Old Problems and New Possibilities

In preparation of Prime Minister Erdogan's visit to Greece, Turkish Foreign Ministry undersecretary Feridun Sinirlioglu is in Athens this week working out just how much progress can be made in bilateral relations between the two countries. Both NATO members, Greece and Turkey have for years spent huge sums of money on weapons, most of it going to Western weapons contractors. The sums are particularly burdensome for Greece, which has a small population and a GDP far below that of Turkey, prompting Greek citizens to pay a considerably larger amount in defense spending per capita than Turks. The financial crisis has presented an opportunity to reach a new stage in relations, and hopefully, scale back this spending. However, domestic problems and old prejudices in both countries and Turkey's lagging accession process play a spoiling role -- much to the benefit of weapons contractors.
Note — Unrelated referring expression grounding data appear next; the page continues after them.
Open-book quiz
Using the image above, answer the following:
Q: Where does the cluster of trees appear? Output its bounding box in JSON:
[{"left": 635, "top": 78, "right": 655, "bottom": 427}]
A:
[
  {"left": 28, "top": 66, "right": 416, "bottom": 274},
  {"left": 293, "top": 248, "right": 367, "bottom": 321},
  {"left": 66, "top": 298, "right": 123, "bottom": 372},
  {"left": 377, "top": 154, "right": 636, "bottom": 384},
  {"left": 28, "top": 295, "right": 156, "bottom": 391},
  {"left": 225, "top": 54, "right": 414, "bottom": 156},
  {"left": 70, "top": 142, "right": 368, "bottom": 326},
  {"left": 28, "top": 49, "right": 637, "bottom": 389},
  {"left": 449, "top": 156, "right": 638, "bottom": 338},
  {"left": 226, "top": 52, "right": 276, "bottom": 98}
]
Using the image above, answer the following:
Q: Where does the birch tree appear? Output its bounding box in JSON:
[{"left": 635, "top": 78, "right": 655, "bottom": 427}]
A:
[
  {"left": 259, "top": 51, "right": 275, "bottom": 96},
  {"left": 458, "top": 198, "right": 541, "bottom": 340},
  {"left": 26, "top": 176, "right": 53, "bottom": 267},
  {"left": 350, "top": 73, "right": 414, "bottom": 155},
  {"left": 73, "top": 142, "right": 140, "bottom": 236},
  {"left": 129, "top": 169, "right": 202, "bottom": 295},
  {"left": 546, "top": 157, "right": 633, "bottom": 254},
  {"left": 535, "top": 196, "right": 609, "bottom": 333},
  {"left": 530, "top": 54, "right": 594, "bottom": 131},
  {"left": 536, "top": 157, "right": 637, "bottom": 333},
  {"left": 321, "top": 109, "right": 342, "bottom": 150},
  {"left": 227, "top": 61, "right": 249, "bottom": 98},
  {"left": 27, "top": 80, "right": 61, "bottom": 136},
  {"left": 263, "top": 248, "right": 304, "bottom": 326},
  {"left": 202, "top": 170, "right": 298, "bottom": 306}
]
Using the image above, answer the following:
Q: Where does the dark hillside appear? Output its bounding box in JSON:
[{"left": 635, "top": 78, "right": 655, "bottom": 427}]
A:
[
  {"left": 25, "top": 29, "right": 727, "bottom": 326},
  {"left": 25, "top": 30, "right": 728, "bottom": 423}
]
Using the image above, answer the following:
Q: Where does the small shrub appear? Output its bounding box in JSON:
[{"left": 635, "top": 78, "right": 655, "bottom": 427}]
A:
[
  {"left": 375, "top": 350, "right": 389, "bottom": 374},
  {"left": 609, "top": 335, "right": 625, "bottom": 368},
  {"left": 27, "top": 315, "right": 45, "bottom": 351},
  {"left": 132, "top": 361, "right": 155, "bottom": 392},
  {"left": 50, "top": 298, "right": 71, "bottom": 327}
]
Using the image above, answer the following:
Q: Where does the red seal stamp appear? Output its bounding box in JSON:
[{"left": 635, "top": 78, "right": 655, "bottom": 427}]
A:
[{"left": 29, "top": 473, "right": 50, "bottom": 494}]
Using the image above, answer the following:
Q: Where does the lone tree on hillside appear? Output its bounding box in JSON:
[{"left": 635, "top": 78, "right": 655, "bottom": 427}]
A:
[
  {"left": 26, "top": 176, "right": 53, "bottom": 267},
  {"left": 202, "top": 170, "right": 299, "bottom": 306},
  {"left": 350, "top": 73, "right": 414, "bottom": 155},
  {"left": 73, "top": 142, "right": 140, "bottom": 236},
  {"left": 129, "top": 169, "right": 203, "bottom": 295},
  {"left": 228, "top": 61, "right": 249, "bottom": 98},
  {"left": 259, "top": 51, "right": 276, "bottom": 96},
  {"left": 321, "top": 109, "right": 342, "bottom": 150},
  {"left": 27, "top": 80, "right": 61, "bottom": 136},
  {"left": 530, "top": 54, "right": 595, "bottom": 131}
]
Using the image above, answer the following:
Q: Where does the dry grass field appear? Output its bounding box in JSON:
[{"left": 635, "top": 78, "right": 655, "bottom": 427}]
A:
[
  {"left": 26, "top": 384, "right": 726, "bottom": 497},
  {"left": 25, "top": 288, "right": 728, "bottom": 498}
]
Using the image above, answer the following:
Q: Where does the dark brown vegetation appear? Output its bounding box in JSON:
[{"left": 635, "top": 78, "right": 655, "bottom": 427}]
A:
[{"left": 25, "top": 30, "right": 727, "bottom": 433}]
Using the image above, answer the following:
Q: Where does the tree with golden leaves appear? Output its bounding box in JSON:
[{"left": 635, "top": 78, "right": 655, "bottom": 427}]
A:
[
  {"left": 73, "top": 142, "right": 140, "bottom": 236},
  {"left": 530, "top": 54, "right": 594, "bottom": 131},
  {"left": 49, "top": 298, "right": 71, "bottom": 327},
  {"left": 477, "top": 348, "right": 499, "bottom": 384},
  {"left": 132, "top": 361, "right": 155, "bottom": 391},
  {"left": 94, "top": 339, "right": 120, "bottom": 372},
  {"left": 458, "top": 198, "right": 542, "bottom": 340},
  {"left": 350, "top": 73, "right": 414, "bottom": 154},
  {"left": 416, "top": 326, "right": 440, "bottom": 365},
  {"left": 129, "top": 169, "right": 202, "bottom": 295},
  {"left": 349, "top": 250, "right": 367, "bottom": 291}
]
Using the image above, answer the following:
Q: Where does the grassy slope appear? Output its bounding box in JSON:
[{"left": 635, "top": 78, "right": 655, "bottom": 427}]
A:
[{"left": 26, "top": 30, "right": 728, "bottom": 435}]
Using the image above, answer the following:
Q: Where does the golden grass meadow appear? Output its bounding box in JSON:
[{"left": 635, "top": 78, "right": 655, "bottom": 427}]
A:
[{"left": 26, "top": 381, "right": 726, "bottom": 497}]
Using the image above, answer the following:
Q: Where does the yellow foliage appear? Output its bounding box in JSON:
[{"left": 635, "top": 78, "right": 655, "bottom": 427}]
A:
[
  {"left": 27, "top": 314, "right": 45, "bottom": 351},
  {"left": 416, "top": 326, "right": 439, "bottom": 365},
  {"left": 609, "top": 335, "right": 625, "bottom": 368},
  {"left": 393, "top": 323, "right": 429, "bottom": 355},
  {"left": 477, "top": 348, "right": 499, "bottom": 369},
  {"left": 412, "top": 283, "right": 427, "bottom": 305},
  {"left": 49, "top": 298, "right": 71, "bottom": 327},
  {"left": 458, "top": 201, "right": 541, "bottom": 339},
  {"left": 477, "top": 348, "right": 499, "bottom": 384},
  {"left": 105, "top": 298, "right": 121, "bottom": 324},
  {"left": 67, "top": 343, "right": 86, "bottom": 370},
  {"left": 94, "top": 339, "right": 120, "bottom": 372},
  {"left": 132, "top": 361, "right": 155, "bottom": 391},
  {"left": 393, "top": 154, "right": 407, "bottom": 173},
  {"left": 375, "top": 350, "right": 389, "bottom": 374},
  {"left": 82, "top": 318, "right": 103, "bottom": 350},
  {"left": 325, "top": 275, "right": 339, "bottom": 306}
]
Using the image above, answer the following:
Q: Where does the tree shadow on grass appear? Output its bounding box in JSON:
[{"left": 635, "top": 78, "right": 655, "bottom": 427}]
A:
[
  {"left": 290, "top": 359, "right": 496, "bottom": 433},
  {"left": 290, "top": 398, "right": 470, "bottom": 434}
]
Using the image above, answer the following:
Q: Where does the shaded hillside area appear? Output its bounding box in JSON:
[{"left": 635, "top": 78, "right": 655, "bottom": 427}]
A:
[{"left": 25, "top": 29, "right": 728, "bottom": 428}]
From Today's Zaman:

Greece, the country with the highest military expenditure to gross domestic product (GDP) ratio in Europe, has in a sense become a victim of its arms race with Turkey. In 2000 Turkey devoted $16.4 billion to its military spending, while that figure was $8.7 billion for Greece in the same year. In 2003 Turkey's military spending stood at $13.4 billion, compared to $8.5 million in Greece. Per capita defense spending in Turkey was around $164 on average in the 2000s, while this number never went below $709 in Greece.

Turkey's military spending gradually declined and fell to $11.6 billion in 2008, while Greece's military expenditures consistently increased, reaching $9.7 billion in the same year. Speaking about Greece's military spending and its connection to the financial crisis, International Crisis Group (ICG) Turkey analyst Hugh Pope said reports of large German sales of armaments to both Turkey and Greece illustrate a phenomenon -- which he says is most likely just coincidental -- that the German policy of excluding Turkey from the EU has contributed to tensions between Turkey and Greece, from which the German arms industry has then profited.

“Although the January trip to Turkey by German Foreign Minister Guido Westerwelle has done much to improve the climate, past statements by German politicians have left the impression that Germany opposes Turkey's EU membership, which frustrates Turkey and feeds tensions between Turkey and Greece,” Pope stressed.

An additional paradox is that Germany is also doing its best to help Greece emerge from the financial crisis as its partner in the EU, while one of the contributing reasons for that crisis is the fact that Greece's per capita military spending is higher than the average of NATO member countries. According to Pope, fear of Turkey is one of the main reasons why Greece spends large amounts on its military.

According to the Deutschlandfunk radio station, Greece buys 31 percent of its arms from Germany. This is a high figure considering that Greece ranks fifth among arms buyers in the world.